When you see cash changing hands, you will often see it spent very wisely. Mengistu bought some strike aircraft within months of cashng a cheque for 30 million ($ or pounds, can't remember).
I believe that the president of another country down there found it handy to buy an executive jet after receiving his wedge.

Brown, Blair, Geldorf, all seem intent on examining the symptoms, rather than on trying to cure the major problem, which is decades of snouts in the trough. Read the recent disclosures on Nigeria- $200+ million plundered. Note how Ghana and Malaysia were pretty much on a par economically in the fifties.

More to the point, note how Mugabe continues to be tolerated by Blair- mainly, I suppose, because he can't get the US interested in another expeditionary adventure. There's a lot of very sloppy thinking, which is not going to solve the problem.

Bear in mind that the recipients of financial aid or debt forgiveness are rarely those whose sad plight is seen in the media. Brown, Blair, and Co. are guilty, in my view, of deeply cynical manipulation of the underlying facts. No change there, then.

Curious Pax
1st Jul 2005, 14:12
Don't quite see why the Times regards the Airline tax as being 'siphoned' off to fund Africa, regardless of the rights and wrongs of how that particular issue is dealt with, unless they are trying to imply there's something dodgy about the whole thing. To the best of my knowledge when the tax was introduced nothing was said about the proceeds being dedicated to a particular item, so presumably it was just in the big pot of tax income which Gordon gets to allocate as he sees fit.

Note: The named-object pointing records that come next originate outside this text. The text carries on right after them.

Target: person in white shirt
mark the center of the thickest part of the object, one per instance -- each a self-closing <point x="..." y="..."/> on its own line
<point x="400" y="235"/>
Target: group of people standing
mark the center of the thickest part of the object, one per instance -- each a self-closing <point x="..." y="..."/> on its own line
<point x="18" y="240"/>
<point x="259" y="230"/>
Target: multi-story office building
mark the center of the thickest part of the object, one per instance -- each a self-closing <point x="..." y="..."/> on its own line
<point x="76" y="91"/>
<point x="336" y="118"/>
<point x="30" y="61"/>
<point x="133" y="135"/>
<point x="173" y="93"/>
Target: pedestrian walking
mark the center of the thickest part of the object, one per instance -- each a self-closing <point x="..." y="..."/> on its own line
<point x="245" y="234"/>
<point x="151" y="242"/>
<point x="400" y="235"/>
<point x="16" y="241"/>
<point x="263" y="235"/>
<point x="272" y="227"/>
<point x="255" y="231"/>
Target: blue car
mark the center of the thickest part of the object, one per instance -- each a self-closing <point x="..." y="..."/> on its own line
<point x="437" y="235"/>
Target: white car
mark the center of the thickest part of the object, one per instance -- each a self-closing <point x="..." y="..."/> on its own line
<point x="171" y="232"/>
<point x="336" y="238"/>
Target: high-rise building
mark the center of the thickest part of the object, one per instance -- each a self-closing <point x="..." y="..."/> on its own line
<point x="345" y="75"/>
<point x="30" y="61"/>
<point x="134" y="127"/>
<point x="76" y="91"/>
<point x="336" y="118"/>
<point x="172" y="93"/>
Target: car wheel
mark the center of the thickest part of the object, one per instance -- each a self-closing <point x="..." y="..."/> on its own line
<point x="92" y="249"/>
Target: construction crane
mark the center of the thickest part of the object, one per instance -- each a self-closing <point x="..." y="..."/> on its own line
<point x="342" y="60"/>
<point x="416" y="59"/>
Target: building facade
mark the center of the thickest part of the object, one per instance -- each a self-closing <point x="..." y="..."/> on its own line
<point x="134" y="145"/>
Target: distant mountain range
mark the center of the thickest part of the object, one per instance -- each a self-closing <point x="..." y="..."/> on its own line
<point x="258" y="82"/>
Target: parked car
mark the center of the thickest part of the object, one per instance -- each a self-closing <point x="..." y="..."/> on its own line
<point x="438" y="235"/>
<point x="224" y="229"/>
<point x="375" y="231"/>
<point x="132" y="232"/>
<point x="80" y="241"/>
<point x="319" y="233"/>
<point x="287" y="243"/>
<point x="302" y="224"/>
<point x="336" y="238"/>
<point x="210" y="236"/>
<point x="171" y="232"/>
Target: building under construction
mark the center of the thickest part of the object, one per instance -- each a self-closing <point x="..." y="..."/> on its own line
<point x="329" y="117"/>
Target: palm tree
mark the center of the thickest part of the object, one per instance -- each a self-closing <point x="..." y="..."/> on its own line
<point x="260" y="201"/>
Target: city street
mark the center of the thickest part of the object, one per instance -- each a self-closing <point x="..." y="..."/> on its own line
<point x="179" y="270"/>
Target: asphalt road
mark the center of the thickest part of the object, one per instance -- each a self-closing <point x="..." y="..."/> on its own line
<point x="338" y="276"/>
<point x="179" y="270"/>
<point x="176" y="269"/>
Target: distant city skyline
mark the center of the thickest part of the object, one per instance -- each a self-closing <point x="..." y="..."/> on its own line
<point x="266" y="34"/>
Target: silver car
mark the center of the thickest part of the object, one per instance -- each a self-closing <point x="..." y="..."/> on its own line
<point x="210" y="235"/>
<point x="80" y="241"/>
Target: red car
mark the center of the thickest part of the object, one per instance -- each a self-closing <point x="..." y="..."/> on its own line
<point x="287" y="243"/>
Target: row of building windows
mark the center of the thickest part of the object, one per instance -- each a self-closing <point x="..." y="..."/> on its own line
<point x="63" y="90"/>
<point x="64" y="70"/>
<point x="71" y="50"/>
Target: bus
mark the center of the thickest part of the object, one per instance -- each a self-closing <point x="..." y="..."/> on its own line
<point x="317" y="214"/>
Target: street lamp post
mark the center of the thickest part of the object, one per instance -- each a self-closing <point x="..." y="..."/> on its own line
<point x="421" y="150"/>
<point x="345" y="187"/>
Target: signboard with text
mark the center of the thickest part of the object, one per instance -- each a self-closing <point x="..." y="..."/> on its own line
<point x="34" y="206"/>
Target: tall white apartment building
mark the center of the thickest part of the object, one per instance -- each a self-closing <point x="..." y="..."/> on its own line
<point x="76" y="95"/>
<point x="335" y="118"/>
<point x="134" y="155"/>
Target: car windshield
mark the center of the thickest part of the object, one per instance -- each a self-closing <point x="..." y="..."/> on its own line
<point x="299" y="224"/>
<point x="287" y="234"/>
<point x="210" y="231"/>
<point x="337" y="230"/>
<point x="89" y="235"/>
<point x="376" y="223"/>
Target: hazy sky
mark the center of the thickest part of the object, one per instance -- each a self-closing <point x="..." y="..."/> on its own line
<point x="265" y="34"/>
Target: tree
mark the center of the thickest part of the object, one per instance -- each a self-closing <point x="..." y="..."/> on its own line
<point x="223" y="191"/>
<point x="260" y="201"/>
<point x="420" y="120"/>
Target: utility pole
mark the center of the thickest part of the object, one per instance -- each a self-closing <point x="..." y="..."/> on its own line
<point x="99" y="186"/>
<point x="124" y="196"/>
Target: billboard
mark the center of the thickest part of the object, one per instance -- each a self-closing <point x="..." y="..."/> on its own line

It's a bit like saying that income tax is being siphoned off to pay for new roads and hospitals! :confused:

For me one of the problems around which countries in Africa can get the support in whatever form is whether to recognise the here and now. In some cases (and I believe Nigeria is one) although vast sums have been plundered in the past by previous dictators, the current government appears to be much better in that regard. I wouldn't try and argue that they are perfect by any means, but any significant improvement should be encouraged in the hope that things will improve further still. Trouble is that the reputation of the earlier dictators sticks in our mind, but may not always be an accurate reflection of how things are now.